Dealing with the diagnosis
The diagnosis made us feel very depressed. Kinza was our first daughter and we had plans in our mind about what it would be like. We took her to many places and specialists to get their advice. What were the options? Is there anything we can do for her? So many questions. Nobody could make any guarantees. We just had to wait and see. My wife was worried and she still asks me sometimes “What is going to happen?”
As she was getting older, we were finding it difficult to handle. We asked for advice about what you can do for this type of condition. They all spoke about physical things, but no-one talked about her mental development.
As life went on, Kinza started having a lot of health problems. It was a very difficult time for us. We didn’t know what was going to happen next. So many things were going through our mind and we were really upset.
We got in touch with Scope because I was struggling
We were given a number for Scope and a few other organisations. We called everyone. We couldn’t find help from those organisations but we found help from Scope. It was a great experience. We discussed our problems and got some advice and we started to feel better. Before that, we were alone and nobody was helping.
Without Scope’s support, we don’t know what we would have done. We’d be struggling more and maybe getting worse. The emotional support that they have given us has been fantastic. We’re feeling much better compared to previous days and we have a lot more strength now.
Without Scope, we wouldn’t have achieved everything so far for Kinza, which is a lot. She’s in less pain now, she’s concentrating, she makes noises to communicate. She feels happy, she laughs.
The future is looking bright
Hopefully, we will reach that point where Kinza will be totally independent. At this point, Kinza will be happy and we will be happy. After coming out of these difficult times, we have a feeling that our future, especially for our kids is bright, they will get good education and succeed in life.
The most important thing is that you never lose hope. If you have hope, then you can achieve everything. Don’t be isolated and try and find the support you need.
At Scope, we work to change society so that disabled people have the same opportunities as everyone else.

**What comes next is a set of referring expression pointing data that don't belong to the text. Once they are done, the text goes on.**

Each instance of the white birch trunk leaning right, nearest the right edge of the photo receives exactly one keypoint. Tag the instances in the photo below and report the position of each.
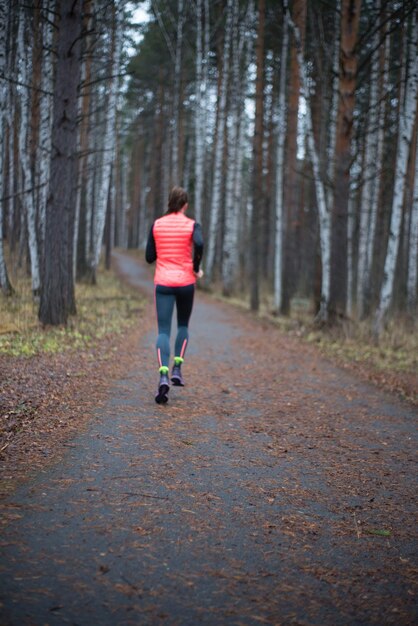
(406, 123)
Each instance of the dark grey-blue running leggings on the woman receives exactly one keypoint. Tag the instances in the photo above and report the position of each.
(165, 298)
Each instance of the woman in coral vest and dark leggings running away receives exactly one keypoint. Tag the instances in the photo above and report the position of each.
(176, 243)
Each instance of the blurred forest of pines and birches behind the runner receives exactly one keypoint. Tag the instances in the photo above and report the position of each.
(293, 126)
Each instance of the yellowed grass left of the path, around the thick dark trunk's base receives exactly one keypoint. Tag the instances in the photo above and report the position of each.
(103, 309)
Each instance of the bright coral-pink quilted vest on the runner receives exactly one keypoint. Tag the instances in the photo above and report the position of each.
(173, 236)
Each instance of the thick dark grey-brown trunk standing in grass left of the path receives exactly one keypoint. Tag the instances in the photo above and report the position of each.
(57, 294)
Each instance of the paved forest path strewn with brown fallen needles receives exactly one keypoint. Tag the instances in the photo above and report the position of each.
(272, 489)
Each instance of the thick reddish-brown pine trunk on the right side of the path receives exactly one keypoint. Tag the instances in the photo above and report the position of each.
(350, 18)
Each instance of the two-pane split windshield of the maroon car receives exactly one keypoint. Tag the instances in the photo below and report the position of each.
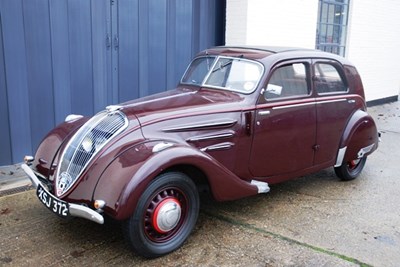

There are 13 million disabled people in the UK today and life is still too hard for too many.
Our new strategy has been developed with disabled people and their families and sets out how we want to make this country a better place and drive positive, lasting change.
We’ll support parents of disabled children get the support they need, so that all children can succeed at school and get the education they want. We’ll work to make sure that disabled young people are supported as they move in to adult life, whatever they want to do.